Copyright: © 2014 Sally Zaki

ISBN 978-3-8442-7596-4

Wir schreiben das Jahr 1851.

In dem kleinen Örtchen Wellingshire herrscht reges Treiben auf den Straßen und Wegen. Trotz der überschaubaren Größe des Dorfes freuen sich seine Einwohner eines ökonomischen Aufschwungs, den sie der in der Nähe liegenden Stadt verdanken. In den letzten Jahren hatte sich das entspannende Ambiente des Ortes herumgesprochen. Man erzählte sich, die Luft in Wellingshire sei wohltuend und erfrischend und die Wiesen so saftig grün wie an kaum einem anderen Fleck des Landes. Von blühenden Bäumen, Sträuchern und herrlich duftenden Blumen übersät, verdient sich Wellingshire somit nicht nur den Titel des arbeitstüchtigsten Dorfes, sondern auch den des bezauberndsten weit und breit. Ein durchaus wichtiger Grund für die prächtige Landschaft ist der Fluss, der sich durch das Dorf schlängelt. Er speist die Pflanzen mit seinem klaren, blauen Wasser und erfrischt die Einwohner an warmen Sommertagen.

So auch in jenem mystischen Sommer …

Die Geschäfte liefen prächtig. Das Wetter in diesem Sommer war so abwechslungsreich wie die Verkaufsstände und deren Angebot. Beinahe jede Nacht fiel Regen, der die umliegenden Felder bewässerte, aber spätestens bei Sonnenaufgang wieder verebbte. Im Morgengrauen sickerte das Wasser schnell in den Grund, sodass alle trockenen Boden unter den Füßen hatten.

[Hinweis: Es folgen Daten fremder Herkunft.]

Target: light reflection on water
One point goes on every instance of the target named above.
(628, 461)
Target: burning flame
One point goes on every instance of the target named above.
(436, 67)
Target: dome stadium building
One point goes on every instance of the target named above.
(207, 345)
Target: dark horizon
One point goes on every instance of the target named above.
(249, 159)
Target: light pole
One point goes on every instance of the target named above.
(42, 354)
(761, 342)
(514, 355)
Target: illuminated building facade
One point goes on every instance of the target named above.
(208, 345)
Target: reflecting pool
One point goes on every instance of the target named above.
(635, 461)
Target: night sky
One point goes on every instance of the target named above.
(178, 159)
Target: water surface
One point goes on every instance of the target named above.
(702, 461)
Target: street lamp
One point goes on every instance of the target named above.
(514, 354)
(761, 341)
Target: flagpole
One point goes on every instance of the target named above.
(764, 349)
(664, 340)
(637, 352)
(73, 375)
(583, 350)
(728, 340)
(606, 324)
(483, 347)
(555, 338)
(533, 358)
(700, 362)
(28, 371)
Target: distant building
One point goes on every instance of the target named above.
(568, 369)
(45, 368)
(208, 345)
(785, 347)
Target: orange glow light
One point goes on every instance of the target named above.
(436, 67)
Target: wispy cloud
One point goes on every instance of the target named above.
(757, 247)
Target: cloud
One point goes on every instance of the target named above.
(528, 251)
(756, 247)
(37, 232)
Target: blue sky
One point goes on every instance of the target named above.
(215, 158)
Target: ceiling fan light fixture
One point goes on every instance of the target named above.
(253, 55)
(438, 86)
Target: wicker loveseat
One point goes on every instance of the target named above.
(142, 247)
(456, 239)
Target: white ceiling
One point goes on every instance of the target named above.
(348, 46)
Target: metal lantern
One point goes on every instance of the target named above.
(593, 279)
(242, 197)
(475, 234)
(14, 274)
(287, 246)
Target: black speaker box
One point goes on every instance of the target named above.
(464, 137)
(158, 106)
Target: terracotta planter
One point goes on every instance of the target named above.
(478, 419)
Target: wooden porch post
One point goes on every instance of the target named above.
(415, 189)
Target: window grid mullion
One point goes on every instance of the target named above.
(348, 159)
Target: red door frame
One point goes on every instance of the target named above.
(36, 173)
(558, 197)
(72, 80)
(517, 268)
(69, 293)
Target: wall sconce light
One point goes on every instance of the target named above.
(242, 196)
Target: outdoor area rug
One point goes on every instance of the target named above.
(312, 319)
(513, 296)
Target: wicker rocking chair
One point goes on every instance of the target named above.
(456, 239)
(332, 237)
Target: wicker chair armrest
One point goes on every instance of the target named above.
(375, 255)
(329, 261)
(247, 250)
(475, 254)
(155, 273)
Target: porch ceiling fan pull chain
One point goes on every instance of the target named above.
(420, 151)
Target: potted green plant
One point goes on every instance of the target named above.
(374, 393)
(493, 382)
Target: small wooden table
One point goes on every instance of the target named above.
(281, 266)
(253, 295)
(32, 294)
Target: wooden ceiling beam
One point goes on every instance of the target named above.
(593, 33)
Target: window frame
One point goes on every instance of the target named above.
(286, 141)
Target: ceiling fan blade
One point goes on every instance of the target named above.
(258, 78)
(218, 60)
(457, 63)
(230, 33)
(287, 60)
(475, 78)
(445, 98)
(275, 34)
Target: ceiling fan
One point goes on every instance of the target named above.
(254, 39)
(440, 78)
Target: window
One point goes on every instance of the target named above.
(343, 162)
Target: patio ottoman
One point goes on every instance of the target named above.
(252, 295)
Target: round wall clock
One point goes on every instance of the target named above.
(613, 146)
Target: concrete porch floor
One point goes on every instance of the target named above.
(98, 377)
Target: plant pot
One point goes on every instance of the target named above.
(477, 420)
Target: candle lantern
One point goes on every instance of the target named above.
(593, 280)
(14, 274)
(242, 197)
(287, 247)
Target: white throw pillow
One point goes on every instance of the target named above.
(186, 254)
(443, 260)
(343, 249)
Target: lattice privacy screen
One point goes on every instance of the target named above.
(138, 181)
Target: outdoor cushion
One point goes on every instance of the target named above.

Am Nachmittag brannte manchmal die Sonne so heiß auf die Zylinder und Hüte der Herrschaften, dass sie sich auf einer der zahlreichen Sommerterrassen niederließen, um dort eine Erfrischung zu sich zu nehmen. Ein wahrlich perfekt abgestimmtes Verhältnis zwischen Sonne und Regen. Die Einnahmen der Dorfgemeinde wuchsen. Ebenso die Anzahl der Einwohner.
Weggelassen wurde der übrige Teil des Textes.